Key differences from Anthropic SSE:

  • No data: [DONE] — OpenAI Responses clients terminate on response.completed
  • Disconnect safety net: when the upstream transport drops or the upstream omits message_stop, cc-router still emits a response.completed so the OpenAI SDK does not hang waiting for a terminal event

Streaming request example

curl -N http://127.0.0.1:23456/v1/responses \
  -H 'Content-Type: application/json' \
  -d '{
    "model": "gpt-5.4",
    "stream": true,
    "max_output_tokens": 256,
    "input": [
      { "type": "message", "role": "user",
        "content": [{ "type": "input_text", "text": "ping" }] }
    ]
  }'

The stream terminates with event: response.completed (no data: [DONE]).


Dispatch

Identical to /v1/messages/v1/responses resolves the client’s model field to a virtual model and runs the same dispatch + retry logic.

That means:

  • gpt-5.5 / gpt-5.4 / gpt-5.4-mini and model-sonnet / claude-sonnet-4-6 and any other virtual model alias can all enter via /v1/responses
  • Upstreams can be any of the 9 Anthropic providers or codex / openai / gemini / kiro — clients can’t tell
  • /v1/responses cannot bind the OAuth-only codex provider as fallback (same constraint as /v1/messages)

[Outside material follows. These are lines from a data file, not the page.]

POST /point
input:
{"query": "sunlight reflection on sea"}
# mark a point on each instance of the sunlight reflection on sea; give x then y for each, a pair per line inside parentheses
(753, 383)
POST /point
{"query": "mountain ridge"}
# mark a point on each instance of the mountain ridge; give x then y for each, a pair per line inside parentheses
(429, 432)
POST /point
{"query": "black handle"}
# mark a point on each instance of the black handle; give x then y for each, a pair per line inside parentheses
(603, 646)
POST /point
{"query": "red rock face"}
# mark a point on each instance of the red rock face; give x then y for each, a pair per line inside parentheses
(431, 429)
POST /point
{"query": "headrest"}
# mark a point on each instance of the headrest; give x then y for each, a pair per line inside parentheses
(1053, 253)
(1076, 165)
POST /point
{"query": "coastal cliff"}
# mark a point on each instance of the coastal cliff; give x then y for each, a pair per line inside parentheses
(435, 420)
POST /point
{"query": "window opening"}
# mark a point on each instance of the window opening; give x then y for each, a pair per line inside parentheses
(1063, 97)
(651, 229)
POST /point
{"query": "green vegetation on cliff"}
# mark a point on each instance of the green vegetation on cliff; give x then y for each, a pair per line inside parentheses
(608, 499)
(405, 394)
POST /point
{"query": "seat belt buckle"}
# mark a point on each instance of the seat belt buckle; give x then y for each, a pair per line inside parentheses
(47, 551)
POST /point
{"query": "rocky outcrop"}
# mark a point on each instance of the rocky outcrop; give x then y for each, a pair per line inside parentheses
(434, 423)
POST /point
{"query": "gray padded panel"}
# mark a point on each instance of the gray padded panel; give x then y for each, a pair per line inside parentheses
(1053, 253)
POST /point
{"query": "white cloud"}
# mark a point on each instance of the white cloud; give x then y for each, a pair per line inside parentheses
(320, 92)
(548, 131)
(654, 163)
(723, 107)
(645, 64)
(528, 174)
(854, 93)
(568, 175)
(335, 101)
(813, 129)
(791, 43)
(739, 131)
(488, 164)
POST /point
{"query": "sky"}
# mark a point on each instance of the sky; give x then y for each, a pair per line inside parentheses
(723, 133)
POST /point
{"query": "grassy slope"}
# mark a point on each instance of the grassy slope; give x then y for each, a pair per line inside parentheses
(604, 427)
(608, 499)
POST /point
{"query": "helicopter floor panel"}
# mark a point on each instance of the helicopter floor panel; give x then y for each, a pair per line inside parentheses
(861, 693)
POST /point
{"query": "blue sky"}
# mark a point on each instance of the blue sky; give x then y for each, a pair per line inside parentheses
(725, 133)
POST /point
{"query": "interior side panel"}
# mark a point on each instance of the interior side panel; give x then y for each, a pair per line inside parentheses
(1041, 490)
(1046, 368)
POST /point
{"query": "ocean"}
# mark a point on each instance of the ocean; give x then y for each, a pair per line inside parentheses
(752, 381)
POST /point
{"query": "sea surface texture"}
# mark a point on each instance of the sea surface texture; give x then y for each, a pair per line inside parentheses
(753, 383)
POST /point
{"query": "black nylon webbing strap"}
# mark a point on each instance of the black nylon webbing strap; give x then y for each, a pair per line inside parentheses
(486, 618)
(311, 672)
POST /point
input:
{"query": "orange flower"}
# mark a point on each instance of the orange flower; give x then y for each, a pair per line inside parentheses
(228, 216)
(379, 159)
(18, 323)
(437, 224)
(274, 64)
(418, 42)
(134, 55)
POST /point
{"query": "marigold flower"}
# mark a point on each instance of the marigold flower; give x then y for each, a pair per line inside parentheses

See the full table at Anthropic /v1/messages → Virtual model mapping.


Error responses

Errors produced inside /v1/responses follow the OpenAI Responses shape:

{
  "error": {
    "message": "...",
    "type": "<kind>",
    "code": null
  }
}
StatusTriggerSource
400Request body is not valid JSONhandler::responses
400Missing model fieldhandler::responses
400OpenAI → Anthropic translation failed (e.g. malformed input)request_to_anthropic
401Auth failureAnthropic-shaped (auth_layer runs before the handler)
500Internal pipeline errorhandler::responses
500Failed to read pipeline JSON body / failed to parse upstream responsetranslate_json_to_responses
Upstream status passthroughThe pipeline’s Anthropic error body is auto-translated to OpenAI shapetranslate_json_to_responses

Unimplemented OpenAI endpoints

The following official OpenAI endpoints are not implemented in cc-router by design:

  • POST /v1/chat/completions (Chat Completions API) — cc-router’s OpenAI compatibility layer only does Responses API
  • GET /v1/responses/{id}, POST /v1/responses/{id}/cancel, and other Responses state endpoints — cc-router is a stateless proxy; it doesn’t cache responses, so clients terminate on the streaming response.completed
  • OpenAI Assistants / Threads / Files API

cc-router’s intended clients are Codex CLI / Claude Code style stateless conversation clients that only need POST /v1/responses or POST /v1/messages plus GET /v1/models.